Take the following example of a method:

@implementation UTEAccount

  // Omitted other code

  #pragma mark - Save

  - (void)saveToCache(UTECache *)cache
  {
      [cache saveAccount(self)];
      // Omitted other code
  }
@end

In the above code snippet, we can see that the saveToCache method is now dependent on receiving a UTECache object to store the account in the cache. This increased flexibility allows us to swap out a UTECache instance with another instance in the production target or a test-double in the test target. By using Method Injection, we have reduced the responsibilities of saveToCache.

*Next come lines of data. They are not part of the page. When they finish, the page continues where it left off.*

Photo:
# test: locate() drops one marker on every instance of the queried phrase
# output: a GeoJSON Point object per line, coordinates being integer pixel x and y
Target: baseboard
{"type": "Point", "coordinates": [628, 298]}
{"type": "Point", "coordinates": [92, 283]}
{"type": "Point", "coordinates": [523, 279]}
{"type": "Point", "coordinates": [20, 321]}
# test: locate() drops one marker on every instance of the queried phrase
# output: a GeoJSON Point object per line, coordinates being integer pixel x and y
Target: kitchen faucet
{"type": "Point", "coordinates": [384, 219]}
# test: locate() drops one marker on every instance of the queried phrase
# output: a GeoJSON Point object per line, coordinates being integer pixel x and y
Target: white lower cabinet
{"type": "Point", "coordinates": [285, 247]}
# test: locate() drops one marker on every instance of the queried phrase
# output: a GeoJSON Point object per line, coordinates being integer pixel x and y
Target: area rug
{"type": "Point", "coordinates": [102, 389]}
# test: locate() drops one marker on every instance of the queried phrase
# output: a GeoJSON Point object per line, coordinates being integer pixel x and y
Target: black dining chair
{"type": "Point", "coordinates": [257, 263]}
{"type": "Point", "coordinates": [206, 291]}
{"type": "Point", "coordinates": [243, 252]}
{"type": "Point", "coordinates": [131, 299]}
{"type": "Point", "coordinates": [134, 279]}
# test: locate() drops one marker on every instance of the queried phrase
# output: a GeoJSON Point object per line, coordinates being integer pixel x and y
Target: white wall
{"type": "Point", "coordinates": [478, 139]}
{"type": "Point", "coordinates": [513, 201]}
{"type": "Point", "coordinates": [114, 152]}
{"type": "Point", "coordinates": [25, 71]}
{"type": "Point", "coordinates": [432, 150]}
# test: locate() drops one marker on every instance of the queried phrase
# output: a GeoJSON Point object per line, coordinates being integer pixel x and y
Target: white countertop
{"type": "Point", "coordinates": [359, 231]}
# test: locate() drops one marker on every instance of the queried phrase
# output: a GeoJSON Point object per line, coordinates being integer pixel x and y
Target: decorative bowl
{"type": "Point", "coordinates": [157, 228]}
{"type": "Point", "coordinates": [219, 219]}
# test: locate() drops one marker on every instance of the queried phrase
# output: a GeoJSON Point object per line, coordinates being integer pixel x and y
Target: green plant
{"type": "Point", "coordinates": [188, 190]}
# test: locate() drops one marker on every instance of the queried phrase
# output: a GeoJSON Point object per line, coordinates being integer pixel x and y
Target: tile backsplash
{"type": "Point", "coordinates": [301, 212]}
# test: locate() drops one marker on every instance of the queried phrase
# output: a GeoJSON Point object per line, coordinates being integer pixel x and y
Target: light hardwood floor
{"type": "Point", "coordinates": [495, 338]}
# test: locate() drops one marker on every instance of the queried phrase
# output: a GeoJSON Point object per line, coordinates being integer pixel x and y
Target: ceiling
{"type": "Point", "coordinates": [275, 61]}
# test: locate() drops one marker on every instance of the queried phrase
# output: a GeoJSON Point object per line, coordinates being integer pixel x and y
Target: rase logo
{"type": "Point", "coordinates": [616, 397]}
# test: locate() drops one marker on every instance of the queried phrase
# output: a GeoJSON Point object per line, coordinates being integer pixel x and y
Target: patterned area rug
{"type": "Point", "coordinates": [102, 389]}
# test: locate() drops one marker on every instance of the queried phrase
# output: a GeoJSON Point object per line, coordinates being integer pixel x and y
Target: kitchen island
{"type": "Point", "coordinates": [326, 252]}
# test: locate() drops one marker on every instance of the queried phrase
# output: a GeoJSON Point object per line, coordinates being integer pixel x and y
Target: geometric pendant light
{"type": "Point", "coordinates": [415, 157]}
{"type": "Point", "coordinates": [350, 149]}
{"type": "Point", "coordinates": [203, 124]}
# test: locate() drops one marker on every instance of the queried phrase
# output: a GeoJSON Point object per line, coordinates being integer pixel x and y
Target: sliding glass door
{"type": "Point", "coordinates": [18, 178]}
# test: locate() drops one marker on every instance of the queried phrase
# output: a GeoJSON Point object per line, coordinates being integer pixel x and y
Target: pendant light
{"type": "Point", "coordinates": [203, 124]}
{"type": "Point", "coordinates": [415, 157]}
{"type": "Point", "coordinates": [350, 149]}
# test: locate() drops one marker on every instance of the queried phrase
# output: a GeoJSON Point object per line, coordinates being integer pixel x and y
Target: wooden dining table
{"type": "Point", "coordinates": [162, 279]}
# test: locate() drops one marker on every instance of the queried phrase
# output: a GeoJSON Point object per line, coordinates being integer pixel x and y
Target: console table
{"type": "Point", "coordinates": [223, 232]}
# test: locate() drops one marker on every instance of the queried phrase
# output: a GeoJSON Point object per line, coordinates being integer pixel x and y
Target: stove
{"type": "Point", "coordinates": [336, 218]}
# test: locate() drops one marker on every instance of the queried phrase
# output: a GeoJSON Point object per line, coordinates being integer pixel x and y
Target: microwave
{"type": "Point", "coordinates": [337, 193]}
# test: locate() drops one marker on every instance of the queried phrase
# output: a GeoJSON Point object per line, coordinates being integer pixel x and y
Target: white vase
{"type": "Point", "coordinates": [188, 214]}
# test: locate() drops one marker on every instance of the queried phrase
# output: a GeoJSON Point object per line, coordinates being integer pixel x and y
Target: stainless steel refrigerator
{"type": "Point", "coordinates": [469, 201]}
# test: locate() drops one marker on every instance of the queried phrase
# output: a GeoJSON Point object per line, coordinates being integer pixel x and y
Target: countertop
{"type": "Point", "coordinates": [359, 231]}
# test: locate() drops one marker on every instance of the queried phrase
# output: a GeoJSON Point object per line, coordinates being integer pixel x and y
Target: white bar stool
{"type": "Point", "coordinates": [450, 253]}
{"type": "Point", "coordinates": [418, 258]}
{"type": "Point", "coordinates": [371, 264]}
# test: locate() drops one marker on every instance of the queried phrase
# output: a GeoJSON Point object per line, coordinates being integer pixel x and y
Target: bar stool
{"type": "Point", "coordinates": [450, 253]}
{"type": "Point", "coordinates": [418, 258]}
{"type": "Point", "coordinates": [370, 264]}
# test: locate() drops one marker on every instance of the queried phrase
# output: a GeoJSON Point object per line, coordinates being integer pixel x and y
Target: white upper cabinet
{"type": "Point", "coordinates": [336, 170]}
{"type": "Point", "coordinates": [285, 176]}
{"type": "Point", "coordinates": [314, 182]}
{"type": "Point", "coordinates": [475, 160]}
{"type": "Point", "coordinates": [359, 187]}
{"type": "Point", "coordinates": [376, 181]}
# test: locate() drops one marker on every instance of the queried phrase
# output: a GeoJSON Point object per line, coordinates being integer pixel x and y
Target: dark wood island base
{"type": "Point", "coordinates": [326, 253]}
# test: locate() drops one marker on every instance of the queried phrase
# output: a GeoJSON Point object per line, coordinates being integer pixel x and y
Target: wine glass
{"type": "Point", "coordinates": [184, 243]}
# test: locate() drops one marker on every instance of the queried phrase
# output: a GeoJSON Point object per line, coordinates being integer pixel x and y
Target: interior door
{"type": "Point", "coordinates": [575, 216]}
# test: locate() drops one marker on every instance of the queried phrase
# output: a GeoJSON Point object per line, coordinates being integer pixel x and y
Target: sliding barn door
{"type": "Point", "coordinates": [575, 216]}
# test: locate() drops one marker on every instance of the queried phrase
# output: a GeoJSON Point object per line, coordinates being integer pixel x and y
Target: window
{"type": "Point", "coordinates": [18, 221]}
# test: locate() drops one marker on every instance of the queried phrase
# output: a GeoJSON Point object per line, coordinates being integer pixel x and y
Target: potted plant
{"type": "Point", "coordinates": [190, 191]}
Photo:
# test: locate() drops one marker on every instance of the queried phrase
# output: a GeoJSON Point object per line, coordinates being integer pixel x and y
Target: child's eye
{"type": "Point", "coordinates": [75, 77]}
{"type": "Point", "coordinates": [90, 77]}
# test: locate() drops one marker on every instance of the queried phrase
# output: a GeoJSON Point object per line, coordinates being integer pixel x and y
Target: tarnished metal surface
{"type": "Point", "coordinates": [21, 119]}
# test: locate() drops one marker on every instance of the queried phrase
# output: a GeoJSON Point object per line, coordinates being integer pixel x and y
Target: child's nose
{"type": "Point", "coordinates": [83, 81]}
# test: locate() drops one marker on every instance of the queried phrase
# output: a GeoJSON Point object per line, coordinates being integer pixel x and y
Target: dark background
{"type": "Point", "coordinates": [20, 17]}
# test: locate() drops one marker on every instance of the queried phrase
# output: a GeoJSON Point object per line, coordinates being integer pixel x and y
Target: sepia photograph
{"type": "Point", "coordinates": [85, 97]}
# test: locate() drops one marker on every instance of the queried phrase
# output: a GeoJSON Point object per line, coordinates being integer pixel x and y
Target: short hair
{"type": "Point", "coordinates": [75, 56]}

Special note: Dealing with Singletons

The singleton pattern creates a single, shared instance of a class that's accessible globally, making it ideal for managing centralised state or configuration. The direct use of singletons is a primary candidate for the Dependency Injection forms described above. The direct use of a singleton is a code smell that Dependency Injection can help to remove.

Take the following example of a method:

- (NSString *)welcomeMessage
{
    return [NSString stringWithFormat:@"Welcome to the %@ service", [UTEBrandManager sharedInstance].serviceName];
}

In the above code snippet, like in all the others, we see an implicit dependency which can be broken down by:

- (NSString *)welcomeMessageWithBrand:(NSString *)brand
{
    return [NSString stringWithFormat:@"Welcome to the %@ service", brand];
}

Here, we have used Method Injection to not only remove the singleton from the method body but also to remove any dependency on the UTEBrandManager type; instead, we are now using the standard Foundation framework class NSString, which has resulted in a more straightforward and flexible implementation. This change will also lead to simpler unit tests. In fact, the more unit tests that you write, the more powerful Dependency Injection as a technique becomes.

Won't this lead to more complexity?

Now, the above example is small and the changes straightforward, and you might be wondering:

"What happens when a class starts to accumulate four, five, or even six dependencies? Won't this just lead to more complexity not less?"

At first glance, it may seem that dependency injection adds unnecessary complexity. In reality, this is usually a signal that the class or method is doing too much and is violating the Single Responsibility Principle. The solution isn't to abandon dependency injection but to reconsider the design and break the code into smaller, more focused units. In other words, dependency injection doesn't create complexity - it reveals it.

By making dependencies explicit, we make the true shape of our system visible. Hidden dependencies create traps for future developers, where changes in one place unexpectedly break behaviour elsewhere. Explicit dependencies, on the other hand, surface design problems early and encourage the development of modular, testable, and maintainable code.